Environmental criminology first emerged as a formally recognized sub-area of the general study of criminology in the early 1980s. Environmental criminology involves the study of crime, criminality and victimization as they relate to particular environments. Key to the study of environmental criminology is the understanding of how environments influence individual behavior within a geo-spatial context. Environmental criminologists study the relationships between space (geography), time, law, offender and targets or victims – viewing these components as integral parts in the formulation of a criminal event. By examining the time and place context of a criminal event, environmental criminologists are able to estimate how changes to the built environment, landscape, urban design and the daily activities and movements of people can reduce the likelihood of crimes from occurring. Increasingly, environmental criminologists use geographic information systems (GIS) technologies to visualize and map crime patterns, as well as aid in development of crime reduction strategies and programs.

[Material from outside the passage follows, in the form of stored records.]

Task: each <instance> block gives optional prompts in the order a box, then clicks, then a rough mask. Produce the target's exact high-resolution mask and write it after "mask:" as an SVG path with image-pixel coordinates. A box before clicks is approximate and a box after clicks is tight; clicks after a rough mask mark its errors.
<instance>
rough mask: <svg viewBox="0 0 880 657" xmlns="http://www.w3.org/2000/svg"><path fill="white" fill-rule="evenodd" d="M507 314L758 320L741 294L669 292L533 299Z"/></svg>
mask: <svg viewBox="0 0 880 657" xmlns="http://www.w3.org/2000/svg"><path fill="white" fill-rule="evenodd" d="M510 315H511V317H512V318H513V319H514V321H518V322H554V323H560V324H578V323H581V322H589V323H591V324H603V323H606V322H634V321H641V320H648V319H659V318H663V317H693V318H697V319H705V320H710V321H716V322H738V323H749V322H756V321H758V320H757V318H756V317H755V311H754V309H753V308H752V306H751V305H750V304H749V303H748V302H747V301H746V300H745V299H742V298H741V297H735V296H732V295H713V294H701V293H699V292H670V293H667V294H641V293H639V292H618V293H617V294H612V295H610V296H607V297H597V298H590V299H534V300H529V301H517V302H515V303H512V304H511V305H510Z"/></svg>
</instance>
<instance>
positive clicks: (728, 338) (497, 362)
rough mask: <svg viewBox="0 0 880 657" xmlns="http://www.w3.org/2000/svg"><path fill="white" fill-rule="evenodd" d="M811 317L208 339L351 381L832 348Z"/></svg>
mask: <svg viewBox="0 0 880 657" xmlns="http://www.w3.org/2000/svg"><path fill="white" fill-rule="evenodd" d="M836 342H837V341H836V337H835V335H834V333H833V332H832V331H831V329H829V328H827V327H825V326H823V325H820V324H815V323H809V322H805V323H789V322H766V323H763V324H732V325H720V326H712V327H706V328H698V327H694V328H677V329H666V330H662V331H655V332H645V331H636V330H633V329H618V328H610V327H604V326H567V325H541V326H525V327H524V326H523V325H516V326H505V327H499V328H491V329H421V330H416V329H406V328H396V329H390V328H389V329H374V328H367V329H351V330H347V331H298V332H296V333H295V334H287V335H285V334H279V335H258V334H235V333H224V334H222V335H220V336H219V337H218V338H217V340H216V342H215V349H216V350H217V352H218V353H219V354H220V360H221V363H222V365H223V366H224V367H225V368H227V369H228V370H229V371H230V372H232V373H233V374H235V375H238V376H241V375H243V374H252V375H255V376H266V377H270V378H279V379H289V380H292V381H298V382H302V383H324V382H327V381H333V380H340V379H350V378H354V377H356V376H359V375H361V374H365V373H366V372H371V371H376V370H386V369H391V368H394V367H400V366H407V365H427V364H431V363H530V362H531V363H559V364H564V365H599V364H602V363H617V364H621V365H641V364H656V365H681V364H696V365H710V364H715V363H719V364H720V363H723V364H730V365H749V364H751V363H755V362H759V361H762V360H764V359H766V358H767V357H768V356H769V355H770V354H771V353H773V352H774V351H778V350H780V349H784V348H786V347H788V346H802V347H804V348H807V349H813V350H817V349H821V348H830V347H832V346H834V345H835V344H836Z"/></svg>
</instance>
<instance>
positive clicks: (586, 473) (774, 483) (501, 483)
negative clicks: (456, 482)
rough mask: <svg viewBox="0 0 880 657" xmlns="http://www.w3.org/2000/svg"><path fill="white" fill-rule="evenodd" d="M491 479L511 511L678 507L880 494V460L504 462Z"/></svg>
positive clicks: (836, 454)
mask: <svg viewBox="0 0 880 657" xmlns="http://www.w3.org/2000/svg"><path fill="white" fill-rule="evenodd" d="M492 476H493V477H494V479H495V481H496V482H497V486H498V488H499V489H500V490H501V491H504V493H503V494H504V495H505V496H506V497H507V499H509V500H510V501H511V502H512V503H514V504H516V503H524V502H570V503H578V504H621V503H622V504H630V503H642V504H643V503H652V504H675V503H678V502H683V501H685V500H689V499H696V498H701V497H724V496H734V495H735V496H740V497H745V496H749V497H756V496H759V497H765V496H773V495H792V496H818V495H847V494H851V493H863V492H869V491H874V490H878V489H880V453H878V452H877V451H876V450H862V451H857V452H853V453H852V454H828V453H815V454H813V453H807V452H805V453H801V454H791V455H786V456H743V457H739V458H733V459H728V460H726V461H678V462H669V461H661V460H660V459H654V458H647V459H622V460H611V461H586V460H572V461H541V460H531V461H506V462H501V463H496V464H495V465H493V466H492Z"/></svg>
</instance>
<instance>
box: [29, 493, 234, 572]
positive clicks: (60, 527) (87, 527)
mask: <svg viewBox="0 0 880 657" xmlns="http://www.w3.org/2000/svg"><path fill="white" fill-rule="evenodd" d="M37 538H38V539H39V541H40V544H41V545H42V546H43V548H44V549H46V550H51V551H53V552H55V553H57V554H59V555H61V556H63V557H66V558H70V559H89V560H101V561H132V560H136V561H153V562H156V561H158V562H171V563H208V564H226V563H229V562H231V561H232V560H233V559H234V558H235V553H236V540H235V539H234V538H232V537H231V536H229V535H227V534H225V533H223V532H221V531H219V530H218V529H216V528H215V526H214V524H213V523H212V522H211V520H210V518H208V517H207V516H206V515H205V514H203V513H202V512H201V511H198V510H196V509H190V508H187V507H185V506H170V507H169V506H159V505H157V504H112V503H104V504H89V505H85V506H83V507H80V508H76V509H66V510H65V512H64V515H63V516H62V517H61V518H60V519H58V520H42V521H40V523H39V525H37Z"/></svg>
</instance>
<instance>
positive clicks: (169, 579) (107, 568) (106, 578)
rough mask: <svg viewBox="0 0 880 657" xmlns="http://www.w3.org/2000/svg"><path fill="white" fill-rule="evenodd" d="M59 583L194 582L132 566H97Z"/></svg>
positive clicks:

Emerging from environmental criminology is the study of geography of crime. Geography of crime addresses the ways spatio-temporal patterns produced through the interactions of people, society, space, time and crime are analyzed. Some of the earliest examinations of crime patterns from a spatio-temporal perspective come from Lambert Quetelet and Andre-Michel Guerry during the mid-1800s. Quetelet and Guerry are noted for producing the first crime maps, which presented provincial crime rates in France. Over the decades, the study of the geography of crime has become a critical aspect in the advancement of crime analysis, whereby the behavioral and social implications of geography on crime can be better understood and examined. Today, geography of crime provides a foundational component in the formulation of crime reduction strategies, investigative approaches, and the emergence of predictive policing – whereby the risk of criminal events are predicted using spatio-temporal pattern analysis.
Developed during the same period as environmental criminology and geography of crime, came James Q. Wilson and George Kelling’s Broken Windows theory. Introduced in the March 1982 edition of The Atlantic, broken windows theory suggests that if a broken window is not repaired in a timely manner, other windows will eventually be broken, causing and symbolizing a sense of public apathy and community disorder to develop – ultimately attracting criminals to the area. This theory holds that vandals will repeatedly target buildings in a state of physical disorder, and the only way to prevent further decline is to rapidly repair and improve properties in decay. Community disorder causes a breakdown in local social control, ultimately resulting in crime. Unless caught early and fully addressed, social control will continue to erode and incidence of crime will increase. Physical disorder can be typified as broken windows, neglected vacant lots, derelict buildings, abandoned vehicles, and properties that have graffiti. Social disorder includes events such as aggressive panhandling, street-level prostitution, low-level drug dealing, loitering and other activities that violate traditional social norms. At its core, the broken windows theory predicts that disorder is a fundamental precursor to serious crime.
Crime Prevention Through Environmental Design (CPTED)
C. Ray Jeffery developed the notion of Crime Prevention Through Environmental Design (CPTED) in 1971. CPTED constitutes a multi-disciplinary approach for preventing crime through the engineering and design of environments. CPTED is based on the understanding that the behavior of potential offenders can be influenced through the altering of physical space, which characteristically is applied to the urban environment. If poorly applied, CPTED can result in obtrusive physical security features being used to control access to a property, ultimately resulting in over-fortification. CPTED generally focuses on deterring offenders from committing offences in specific spaces thus risks displacing, rather than preventing criminal activity. Despite criticism, CPTED has been shown as a valuable and informed means to prevent crime, and has helped many communities realize reduced incidence of crime.